A top federal policy group yesterday urged President Reagan to initiate legal action against Japan on the grounds that it is unfairly closing its multibillion-dollar construction market to U.S. companies.
The Trade Policy Review Group, which is composed of senior staff members from various federal agencies, voted unanimously to recommend the move that would raise the stakes in negotiations with Japan.
It was not clear, however, whether Reagan would take any action or whether the group's move was intended mainly to produce bargaining leverage with the Japanese. The recommendation still must be endorsed by the Cabinet-level Economic Policy Council before going to the Oval Office for Reagan's consideration.
The advisory group recommended that Reagan invoke Section 301 of the Trade Act of 1974. That would set in motion legal proceedings to determine whether Japan was engaging in an unfair trade practice.
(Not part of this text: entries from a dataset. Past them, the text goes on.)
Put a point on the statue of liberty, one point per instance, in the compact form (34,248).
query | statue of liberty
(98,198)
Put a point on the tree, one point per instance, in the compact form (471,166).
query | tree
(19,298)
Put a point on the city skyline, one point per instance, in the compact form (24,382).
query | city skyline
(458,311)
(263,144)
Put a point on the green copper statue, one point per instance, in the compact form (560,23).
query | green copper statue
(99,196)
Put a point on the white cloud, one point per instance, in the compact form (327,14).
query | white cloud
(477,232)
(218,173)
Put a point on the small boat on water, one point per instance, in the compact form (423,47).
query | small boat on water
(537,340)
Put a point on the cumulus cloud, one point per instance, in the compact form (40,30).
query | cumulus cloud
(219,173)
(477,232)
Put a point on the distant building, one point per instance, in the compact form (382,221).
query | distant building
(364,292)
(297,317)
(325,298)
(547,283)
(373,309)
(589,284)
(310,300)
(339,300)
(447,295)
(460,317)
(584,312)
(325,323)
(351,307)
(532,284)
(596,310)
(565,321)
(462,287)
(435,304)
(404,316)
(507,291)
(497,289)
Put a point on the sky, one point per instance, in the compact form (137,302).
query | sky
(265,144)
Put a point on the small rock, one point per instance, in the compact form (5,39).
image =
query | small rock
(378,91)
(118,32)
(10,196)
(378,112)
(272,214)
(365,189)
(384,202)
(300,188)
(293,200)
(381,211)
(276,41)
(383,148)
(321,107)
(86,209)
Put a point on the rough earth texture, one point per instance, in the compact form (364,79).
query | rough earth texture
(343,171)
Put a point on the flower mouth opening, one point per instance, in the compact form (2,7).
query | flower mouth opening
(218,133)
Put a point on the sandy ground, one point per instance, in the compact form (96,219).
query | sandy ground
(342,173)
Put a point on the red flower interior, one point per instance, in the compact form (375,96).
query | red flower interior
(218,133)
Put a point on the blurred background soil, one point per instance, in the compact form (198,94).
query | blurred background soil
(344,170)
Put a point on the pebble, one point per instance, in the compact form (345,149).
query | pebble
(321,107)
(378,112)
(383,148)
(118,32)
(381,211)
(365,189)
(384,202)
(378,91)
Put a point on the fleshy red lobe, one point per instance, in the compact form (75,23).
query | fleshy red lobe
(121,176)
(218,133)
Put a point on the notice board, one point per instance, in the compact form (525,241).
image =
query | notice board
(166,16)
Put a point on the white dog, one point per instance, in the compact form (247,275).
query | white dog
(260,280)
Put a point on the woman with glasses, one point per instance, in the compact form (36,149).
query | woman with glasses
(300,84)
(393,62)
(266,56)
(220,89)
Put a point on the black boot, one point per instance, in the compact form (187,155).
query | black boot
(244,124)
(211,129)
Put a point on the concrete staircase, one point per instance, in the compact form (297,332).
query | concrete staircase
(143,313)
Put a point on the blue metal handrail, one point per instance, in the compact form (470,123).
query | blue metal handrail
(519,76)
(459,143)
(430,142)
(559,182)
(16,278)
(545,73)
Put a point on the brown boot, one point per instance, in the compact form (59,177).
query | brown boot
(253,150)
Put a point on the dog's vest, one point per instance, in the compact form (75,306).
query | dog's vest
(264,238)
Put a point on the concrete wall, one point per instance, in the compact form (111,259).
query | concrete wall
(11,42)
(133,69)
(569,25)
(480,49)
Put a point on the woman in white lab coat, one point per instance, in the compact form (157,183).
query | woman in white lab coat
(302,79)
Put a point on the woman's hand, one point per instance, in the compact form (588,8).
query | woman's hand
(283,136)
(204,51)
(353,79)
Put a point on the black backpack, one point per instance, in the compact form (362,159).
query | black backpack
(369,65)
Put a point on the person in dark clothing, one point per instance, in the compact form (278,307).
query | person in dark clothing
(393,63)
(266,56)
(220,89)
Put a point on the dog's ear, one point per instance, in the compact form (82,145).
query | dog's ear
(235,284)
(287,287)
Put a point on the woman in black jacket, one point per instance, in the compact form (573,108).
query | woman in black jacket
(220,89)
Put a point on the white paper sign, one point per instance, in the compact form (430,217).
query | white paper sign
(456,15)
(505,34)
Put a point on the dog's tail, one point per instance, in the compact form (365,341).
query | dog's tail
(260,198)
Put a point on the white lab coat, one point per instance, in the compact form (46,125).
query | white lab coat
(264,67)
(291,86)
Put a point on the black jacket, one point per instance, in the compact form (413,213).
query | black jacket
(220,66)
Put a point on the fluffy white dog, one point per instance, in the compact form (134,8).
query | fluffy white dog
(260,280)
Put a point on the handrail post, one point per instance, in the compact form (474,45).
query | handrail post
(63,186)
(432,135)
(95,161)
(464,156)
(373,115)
If unfair trade practices were found, the law would allow the president to take a broad range of retaliatory actions.
Usually, such proceedings originate through complaints from U.S. companies that claim injury from the practice in question. The policy group, however, is recommending that the administration "self-initiate" the complaint, an action it has taken only rarely and which is considered a last-ditch measure with weighty political implications.
In any case, the United States has imposed sanctions against Japan on the construction issue in the form of a congressionally ordered ban on Japanese companies -- barring them from taking part in new federal public works contracts. The ban is to remain until the United States determines that the Japanese market has been opened sufficiently.
Yesterday's action followed new talks on the issue in Tokyo last week. The talks ended inconclusively, but dialogue is expected to resume soon, probably in Washington.
Japan has conceded that its bidding system may discriminate against foreign companies because it requires that they have prior experience in Japan. The Japanese government has agreed to waive that requirement for bidding for a certain number of projects to give foreign companies a chance to bid and, if they win, build a track record for later competition under the prior-experience rules.
But the two sides are far apart on the type and volume of work to be covered by the waiver.
Construction first emerged as an important trade issue during talks about Kansai International Airport, an $8 billion facility that is being built on an artificial island off the city of Osaka.
U.S. companies have so far received only token contracts there.
The talks subsequently expanded to cover Japanese public works in general, which by some estimates could total about $60 billion over the next 10 years.
Sen. Frank Murkowski (R-Alaska), a sponsor of the congressional ban, welcomed the group's move.
"I'm pleased to see that they realize the gravity of our current situation with Japan," he said in a statement.